Auch Argentiniens Maxi Rodriguez muss nach Auswertung der Fernsehbilder mit einer Bestrafung rechnen, denn der Fußball-Weltverband strebt ein Verfahren gegen den argentinischen Nationalspieler an. Der Profi von Atletico Madrid, der die "Gauchos" durch einen Treffer in der Verlängerung gegen Mexiko (2:1 n.V.) in die Runde der letzten Acht geschossen hatte, ließ sich nach der Partie zu einem Faustschlag gegen Bastian Schweinsteiger hinreißen.

FIFA-Mediendirektor Markus Siegler bestätigte am Sonntag auf einer Pressekonferenz in Berlin den Sachverhalt. Der Weltverband will jedoch noch untersuchen, "welche Rolle deutsche Offizielle gespielt haben könnten", so Siegler.
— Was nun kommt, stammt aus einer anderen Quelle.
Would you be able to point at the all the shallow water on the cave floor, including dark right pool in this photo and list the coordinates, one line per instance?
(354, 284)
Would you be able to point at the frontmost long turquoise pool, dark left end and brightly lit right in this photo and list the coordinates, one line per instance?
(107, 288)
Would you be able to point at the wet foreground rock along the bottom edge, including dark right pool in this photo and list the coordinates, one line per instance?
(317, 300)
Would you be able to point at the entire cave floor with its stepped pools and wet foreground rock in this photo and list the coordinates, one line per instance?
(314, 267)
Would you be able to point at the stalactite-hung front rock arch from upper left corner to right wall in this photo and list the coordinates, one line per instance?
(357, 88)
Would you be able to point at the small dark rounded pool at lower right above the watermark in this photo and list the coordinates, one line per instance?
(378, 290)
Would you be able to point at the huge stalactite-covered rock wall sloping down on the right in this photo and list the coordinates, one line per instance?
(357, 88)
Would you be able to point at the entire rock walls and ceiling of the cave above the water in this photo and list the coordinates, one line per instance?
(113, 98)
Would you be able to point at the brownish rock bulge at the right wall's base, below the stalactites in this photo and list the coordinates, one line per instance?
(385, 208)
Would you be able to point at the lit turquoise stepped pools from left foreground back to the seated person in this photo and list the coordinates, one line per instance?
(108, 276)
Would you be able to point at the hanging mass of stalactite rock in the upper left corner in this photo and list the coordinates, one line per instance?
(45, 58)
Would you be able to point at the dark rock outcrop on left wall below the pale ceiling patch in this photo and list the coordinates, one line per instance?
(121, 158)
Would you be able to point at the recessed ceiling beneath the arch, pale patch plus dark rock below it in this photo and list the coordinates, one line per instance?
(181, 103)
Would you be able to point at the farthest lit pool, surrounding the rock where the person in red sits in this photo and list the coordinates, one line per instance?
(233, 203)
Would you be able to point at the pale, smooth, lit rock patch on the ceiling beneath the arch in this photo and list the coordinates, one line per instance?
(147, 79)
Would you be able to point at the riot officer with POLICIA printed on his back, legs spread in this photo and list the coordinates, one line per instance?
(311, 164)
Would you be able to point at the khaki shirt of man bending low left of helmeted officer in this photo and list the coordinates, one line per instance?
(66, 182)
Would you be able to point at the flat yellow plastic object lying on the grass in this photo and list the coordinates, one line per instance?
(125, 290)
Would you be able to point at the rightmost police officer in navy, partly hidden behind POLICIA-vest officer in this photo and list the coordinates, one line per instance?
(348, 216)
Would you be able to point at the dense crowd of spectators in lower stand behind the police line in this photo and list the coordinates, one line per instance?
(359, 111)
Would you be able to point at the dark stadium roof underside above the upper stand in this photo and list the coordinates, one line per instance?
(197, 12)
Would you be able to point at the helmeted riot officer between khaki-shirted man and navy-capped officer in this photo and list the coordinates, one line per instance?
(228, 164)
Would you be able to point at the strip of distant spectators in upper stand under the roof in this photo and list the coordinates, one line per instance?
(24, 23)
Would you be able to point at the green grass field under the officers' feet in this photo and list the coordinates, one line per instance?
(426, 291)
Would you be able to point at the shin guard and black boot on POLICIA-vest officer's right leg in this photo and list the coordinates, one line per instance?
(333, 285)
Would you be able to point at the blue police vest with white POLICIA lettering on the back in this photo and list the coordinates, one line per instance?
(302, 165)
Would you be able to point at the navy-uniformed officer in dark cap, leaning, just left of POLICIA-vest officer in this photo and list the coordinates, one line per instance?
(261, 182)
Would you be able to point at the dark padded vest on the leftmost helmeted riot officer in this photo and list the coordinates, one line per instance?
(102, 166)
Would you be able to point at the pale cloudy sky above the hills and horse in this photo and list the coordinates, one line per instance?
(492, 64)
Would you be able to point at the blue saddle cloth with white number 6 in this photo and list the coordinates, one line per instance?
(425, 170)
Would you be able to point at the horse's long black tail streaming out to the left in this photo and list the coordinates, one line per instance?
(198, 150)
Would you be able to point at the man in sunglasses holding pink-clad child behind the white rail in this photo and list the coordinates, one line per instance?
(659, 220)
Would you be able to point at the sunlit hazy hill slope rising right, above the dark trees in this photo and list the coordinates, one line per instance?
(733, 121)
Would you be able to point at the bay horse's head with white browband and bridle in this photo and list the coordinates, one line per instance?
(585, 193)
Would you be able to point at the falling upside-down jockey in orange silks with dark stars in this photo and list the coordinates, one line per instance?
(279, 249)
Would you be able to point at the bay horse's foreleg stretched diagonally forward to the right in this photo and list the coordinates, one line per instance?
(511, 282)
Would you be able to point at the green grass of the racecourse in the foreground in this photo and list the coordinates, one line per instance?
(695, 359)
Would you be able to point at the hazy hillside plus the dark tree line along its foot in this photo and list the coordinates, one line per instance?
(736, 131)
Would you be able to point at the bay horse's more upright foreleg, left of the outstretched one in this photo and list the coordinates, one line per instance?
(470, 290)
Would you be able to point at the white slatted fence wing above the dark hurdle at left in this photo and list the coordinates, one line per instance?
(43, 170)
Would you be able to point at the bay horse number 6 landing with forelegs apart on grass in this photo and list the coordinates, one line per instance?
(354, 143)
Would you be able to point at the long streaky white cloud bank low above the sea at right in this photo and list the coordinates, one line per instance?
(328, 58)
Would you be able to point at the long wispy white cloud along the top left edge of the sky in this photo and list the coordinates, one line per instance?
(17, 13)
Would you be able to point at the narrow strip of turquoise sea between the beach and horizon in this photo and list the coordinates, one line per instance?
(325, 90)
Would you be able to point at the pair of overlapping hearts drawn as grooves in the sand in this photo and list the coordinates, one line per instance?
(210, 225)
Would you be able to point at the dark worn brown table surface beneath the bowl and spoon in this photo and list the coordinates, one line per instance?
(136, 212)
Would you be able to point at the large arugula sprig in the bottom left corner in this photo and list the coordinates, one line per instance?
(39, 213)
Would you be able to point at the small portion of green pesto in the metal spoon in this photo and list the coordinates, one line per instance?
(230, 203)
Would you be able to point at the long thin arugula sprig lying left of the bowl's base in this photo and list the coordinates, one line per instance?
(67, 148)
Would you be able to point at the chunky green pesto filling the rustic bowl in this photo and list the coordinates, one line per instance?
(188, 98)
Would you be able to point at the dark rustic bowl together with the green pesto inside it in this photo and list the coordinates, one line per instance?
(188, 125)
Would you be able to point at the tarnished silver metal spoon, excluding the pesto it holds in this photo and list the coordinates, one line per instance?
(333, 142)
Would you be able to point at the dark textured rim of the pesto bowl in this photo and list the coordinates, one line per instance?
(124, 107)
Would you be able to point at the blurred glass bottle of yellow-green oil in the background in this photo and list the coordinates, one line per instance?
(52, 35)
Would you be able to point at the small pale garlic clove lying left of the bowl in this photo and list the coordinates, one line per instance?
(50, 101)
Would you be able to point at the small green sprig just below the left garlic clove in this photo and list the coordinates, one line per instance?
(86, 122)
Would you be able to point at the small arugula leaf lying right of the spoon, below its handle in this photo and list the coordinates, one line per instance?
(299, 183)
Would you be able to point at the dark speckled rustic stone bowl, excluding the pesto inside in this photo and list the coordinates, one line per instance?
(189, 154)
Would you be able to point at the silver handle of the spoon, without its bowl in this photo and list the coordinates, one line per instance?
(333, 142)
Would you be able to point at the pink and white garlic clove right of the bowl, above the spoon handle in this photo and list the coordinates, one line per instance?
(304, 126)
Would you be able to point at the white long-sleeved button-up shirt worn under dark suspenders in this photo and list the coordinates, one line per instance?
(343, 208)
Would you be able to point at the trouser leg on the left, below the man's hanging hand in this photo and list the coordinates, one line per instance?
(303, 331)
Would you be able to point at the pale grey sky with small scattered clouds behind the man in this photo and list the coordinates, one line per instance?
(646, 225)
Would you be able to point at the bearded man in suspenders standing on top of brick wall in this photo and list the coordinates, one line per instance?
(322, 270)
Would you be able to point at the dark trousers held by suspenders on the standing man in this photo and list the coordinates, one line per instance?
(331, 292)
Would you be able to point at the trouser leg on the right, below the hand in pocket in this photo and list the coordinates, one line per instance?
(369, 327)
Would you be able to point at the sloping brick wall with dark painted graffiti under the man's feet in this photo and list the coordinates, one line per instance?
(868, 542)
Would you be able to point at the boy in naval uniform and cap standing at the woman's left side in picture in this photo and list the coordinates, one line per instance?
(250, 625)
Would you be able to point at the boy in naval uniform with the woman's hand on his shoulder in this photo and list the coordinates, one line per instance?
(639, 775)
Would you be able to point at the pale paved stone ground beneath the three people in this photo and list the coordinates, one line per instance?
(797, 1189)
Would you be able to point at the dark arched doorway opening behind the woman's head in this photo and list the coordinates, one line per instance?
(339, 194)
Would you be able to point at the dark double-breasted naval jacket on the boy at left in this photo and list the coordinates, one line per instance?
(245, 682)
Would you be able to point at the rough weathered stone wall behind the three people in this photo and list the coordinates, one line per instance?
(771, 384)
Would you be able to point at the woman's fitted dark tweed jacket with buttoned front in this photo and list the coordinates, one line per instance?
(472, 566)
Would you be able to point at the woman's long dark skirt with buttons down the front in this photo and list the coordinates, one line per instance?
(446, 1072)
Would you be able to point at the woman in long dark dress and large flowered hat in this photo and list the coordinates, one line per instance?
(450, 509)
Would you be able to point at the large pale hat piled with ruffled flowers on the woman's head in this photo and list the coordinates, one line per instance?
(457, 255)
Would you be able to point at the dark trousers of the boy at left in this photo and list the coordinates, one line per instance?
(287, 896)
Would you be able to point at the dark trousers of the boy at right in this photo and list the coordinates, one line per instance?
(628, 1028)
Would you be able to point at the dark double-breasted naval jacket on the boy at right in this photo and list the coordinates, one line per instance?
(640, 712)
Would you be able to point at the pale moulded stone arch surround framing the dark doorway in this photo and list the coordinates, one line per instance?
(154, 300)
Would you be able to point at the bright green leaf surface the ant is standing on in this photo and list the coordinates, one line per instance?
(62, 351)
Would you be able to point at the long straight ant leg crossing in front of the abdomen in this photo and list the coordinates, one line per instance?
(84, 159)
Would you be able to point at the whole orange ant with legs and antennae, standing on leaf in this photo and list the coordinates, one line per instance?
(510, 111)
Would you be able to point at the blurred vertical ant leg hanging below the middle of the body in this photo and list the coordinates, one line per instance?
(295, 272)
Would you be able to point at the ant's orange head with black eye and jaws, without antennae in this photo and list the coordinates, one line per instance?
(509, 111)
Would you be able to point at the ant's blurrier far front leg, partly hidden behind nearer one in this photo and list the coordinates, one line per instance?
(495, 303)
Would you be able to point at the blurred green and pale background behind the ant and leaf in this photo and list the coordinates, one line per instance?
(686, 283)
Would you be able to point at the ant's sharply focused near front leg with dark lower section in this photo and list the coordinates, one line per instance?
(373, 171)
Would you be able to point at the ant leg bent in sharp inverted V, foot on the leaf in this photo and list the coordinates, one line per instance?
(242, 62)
Dabei spielte er offensichtlich auf Oliver Bierhoff an, der auf den Platz geeilt war, um zu schlichten und dabei auch von argentinischen Spielern attackiert worden war. Der Nationalmannschafts-Teammanager muss nun aber nicht mit einer Bestrafung rechnen. Wie DFB-Mediendirektor Harald Stenger am Sonntagabend erklärte, liege ein entsprechendes Schreiben der FIFA vor.

Auslöser der Tumulte war der argentinische Ersatzspieler Leandro Cufre, der Per Mertesacker in den Unterleib trat und dafür die Rote Karte sah. Die unschöne Aktion von Rodriguez blieb dagegen von Schiedsrichter Lubos Michel (Slowakei) ungeahndet.